Hengki menjelaskan, lantaran dualisme tersebut, Tonny kemudian membentuk Perhimpunan Pemilik dan Penghuni Rumah Susun (P3SRS) GCM. P3SRS itu membawahkan kurang lebih 200 kepala keluarga.
"Diawali adanya dualisme kepemimpinan dan kemudian adanya pembentukan P3SRS GCM oleh Pak Tonny Soenanto dan di sini pembentukan ini dianggap oleh kepengurusan yang lama tidak kuorum dan melanggar AD dan ART," katanya.

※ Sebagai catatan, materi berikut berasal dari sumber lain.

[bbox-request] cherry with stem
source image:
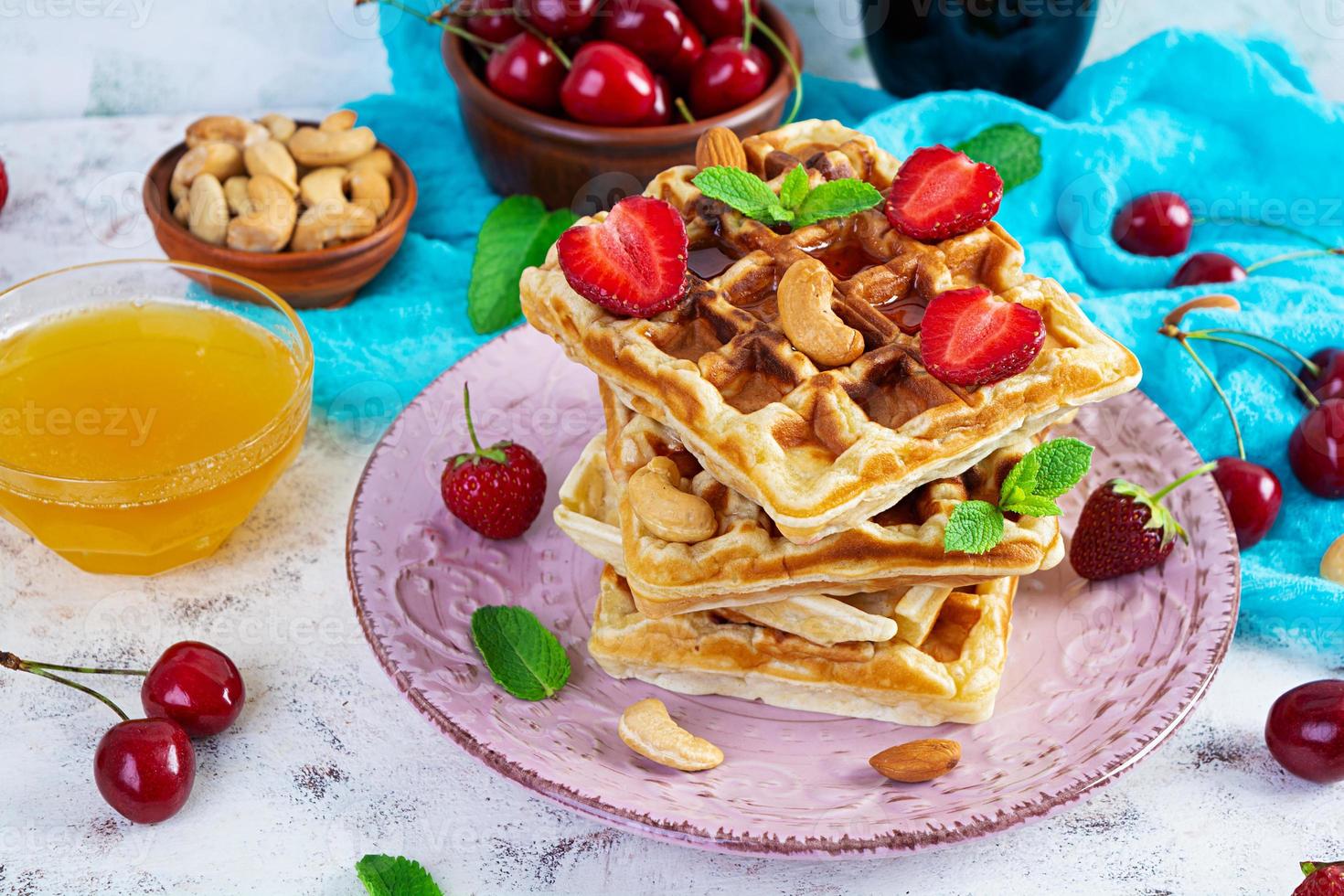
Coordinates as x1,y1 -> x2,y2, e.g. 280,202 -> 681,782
1158,297 -> 1284,548
0,650 -> 197,825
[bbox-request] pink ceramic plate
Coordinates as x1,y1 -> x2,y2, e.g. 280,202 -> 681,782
348,328 -> 1239,859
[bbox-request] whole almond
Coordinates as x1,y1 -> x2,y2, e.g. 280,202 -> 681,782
695,128 -> 747,171
869,738 -> 961,784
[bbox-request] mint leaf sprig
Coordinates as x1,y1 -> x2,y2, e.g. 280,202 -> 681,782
953,123 -> 1044,194
466,195 -> 578,333
691,165 -> 881,229
355,856 -> 443,896
472,607 -> 570,699
942,439 -> 1093,553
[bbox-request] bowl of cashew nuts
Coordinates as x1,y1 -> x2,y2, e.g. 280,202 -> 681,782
144,109 -> 417,307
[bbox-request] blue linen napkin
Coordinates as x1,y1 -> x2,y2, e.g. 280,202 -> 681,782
325,17 -> 1344,658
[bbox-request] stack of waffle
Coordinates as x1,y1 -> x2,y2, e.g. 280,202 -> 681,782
521,121 -> 1140,725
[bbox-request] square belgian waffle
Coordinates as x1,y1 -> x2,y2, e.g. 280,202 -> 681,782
521,121 -> 1140,544
589,567 -> 1018,725
557,387 -> 1063,618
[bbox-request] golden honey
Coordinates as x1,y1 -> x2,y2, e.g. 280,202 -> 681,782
0,300 -> 309,575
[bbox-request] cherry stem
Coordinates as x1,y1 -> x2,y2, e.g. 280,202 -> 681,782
1186,333 -> 1321,408
368,0 -> 501,49
515,14 -> 574,71
1190,218 -> 1336,248
1246,249 -> 1344,274
0,650 -> 131,721
1153,454 -> 1225,501
741,10 -> 803,128
1192,326 -> 1321,376
463,383 -> 484,454
23,659 -> 149,678
672,97 -> 695,125
1157,334 -> 1246,461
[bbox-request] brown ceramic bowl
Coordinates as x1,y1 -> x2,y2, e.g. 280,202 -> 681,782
144,123 -> 417,307
443,3 -> 803,215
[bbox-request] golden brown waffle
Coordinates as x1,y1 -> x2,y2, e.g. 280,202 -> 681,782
557,389 -> 1064,616
521,121 -> 1140,544
589,567 -> 1018,725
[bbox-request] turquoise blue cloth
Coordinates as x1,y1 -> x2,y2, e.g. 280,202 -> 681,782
319,24 -> 1344,656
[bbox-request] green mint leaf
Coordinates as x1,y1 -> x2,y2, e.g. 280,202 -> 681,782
942,501 -> 1004,553
793,177 -> 881,229
1000,495 -> 1063,516
691,165 -> 793,224
780,165 -> 810,212
998,452 -> 1040,507
466,197 -> 578,333
355,856 -> 443,896
955,123 -> 1041,192
472,607 -> 570,699
1023,439 -> 1093,498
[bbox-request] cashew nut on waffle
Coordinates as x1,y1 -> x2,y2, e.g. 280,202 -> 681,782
589,567 -> 1018,743
521,121 -> 1140,542
555,389 -> 1064,623
168,109 -> 392,252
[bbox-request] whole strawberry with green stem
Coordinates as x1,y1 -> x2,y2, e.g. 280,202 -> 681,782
1069,462 -> 1218,581
1293,862 -> 1344,896
441,386 -> 546,539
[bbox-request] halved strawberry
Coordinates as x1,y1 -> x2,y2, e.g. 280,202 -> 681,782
919,286 -> 1046,386
557,197 -> 688,317
886,145 -> 1004,243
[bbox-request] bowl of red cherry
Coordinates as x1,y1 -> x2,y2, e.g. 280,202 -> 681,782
437,0 -> 803,214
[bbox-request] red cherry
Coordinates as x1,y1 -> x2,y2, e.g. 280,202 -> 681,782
603,0 -> 695,69
640,75 -> 672,128
688,37 -> 774,118
485,32 -> 564,112
560,40 -> 656,126
521,0 -> 598,37
1213,457 -> 1284,549
1264,678 -> 1344,784
1300,349 -> 1344,401
1287,398 -> 1344,498
681,0 -> 761,40
1168,252 -> 1246,286
92,719 -> 197,825
663,22 -> 704,88
140,641 -> 247,738
1110,192 -> 1195,257
463,0 -> 523,43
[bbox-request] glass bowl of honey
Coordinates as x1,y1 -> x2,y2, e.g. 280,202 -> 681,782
0,260 -> 314,575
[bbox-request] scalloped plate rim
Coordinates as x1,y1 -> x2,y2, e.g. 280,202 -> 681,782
346,321 -> 1241,861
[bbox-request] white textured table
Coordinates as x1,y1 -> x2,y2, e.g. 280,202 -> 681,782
0,0 -> 1344,896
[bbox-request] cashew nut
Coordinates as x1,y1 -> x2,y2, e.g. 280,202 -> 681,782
291,203 -> 378,252
224,175 -> 251,215
187,115 -> 270,149
243,138 -> 298,197
1321,535 -> 1344,584
626,457 -> 719,544
168,143 -> 245,200
229,175 -> 298,252
347,146 -> 392,178
258,112 -> 298,143
289,128 -> 378,168
187,174 -> 229,246
349,168 -> 392,218
298,165 -> 348,208
777,258 -> 863,367
617,698 -> 723,771
317,109 -> 357,131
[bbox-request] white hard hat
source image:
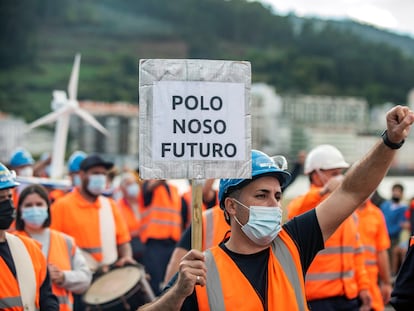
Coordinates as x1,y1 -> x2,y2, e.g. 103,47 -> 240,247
304,145 -> 349,175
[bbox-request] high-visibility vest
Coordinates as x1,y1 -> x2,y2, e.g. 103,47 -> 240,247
356,200 -> 390,310
195,230 -> 308,311
0,236 -> 47,311
139,185 -> 182,243
305,216 -> 369,301
288,185 -> 369,301
50,188 -> 131,263
16,229 -> 76,311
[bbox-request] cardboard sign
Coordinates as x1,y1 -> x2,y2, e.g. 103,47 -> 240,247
139,60 -> 251,179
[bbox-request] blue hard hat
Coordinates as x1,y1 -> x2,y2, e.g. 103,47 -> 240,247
0,163 -> 19,190
9,148 -> 34,167
68,151 -> 87,173
218,150 -> 291,209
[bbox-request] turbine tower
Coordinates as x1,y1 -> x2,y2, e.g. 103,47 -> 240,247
29,53 -> 109,178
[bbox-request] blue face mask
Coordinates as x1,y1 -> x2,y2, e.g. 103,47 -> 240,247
127,183 -> 139,198
22,206 -> 49,228
233,199 -> 282,246
87,174 -> 106,195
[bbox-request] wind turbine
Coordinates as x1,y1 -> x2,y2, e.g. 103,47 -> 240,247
29,53 -> 109,178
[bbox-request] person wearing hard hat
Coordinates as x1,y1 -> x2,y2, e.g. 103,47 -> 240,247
9,148 -> 35,177
0,163 -> 59,311
68,150 -> 87,187
50,154 -> 136,310
287,145 -> 371,311
16,184 -> 92,311
139,106 -> 414,311
8,147 -> 35,206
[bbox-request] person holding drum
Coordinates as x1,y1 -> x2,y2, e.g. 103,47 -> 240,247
0,163 -> 59,311
50,154 -> 136,311
139,106 -> 414,311
16,185 -> 92,311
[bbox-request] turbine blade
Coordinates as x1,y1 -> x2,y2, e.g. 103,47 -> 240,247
29,107 -> 71,129
68,53 -> 81,100
74,108 -> 109,136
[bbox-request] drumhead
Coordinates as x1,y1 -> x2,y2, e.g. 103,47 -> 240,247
83,266 -> 142,305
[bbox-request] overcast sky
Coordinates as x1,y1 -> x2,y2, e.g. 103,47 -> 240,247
260,0 -> 414,38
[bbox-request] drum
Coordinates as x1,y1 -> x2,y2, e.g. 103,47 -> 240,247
83,266 -> 154,311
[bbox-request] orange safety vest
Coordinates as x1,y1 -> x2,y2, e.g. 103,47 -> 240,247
305,216 -> 369,300
288,185 -> 369,301
139,185 -> 182,243
202,205 -> 230,250
195,230 -> 308,311
50,188 -> 131,262
356,201 -> 390,311
16,229 -> 76,311
0,236 -> 47,311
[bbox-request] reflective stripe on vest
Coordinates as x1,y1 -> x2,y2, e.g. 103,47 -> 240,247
6,232 -> 36,311
205,236 -> 307,311
204,208 -> 214,249
0,296 -> 23,310
305,270 -> 354,281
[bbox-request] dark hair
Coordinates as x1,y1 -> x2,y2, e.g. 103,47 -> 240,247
16,185 -> 51,230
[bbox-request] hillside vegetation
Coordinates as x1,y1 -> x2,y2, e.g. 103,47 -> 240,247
0,0 -> 414,121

SCROLL TO CONTINUE WITH CONTENT
Hengki menjelaskan, akibat dualisme kepengurusan itu, warga lama tetap dikenai iuran melalui PT Duta Pertiwi, begitupun dengan warga baru. Namun kemudian listrik dan air untuk warga dipadamkan lantaran diduga tidak dibayarkan oleh pengurus.
"Kemudian terjadi pemadaman listrik bahwa dalam perkembangannya sejak adanya RULB ini bahkan setelah adanya SK Kepala Dinas Perumahan dan kawasan pemukiman Nomor 591, 592 dari kepengurusan Pak Tonny Soenanto ini mengumumkan agar membayarkan IPL listrik dan air kepada mereka terhadap 200 orang ini," ujar dia.
"Warga sebagian membayarkan kepada PTRS ini, namun fakta pemeriksaan kami PLN ataupun listrik sama sekali tidak pernah dibayar. Ini yang menjadi akar permasalahan yang terjadi selama kurun waktu 2014 sampai dengan saat ini. Listrik sama sekali tidak dibayar dan ini sudah diakui juga oleh pengurus bahwa hanya membayar air saja. Nah ini yang menjadi akar permasalahan sehingga menjadi konflik di apartemen ini," imbuh Hengki.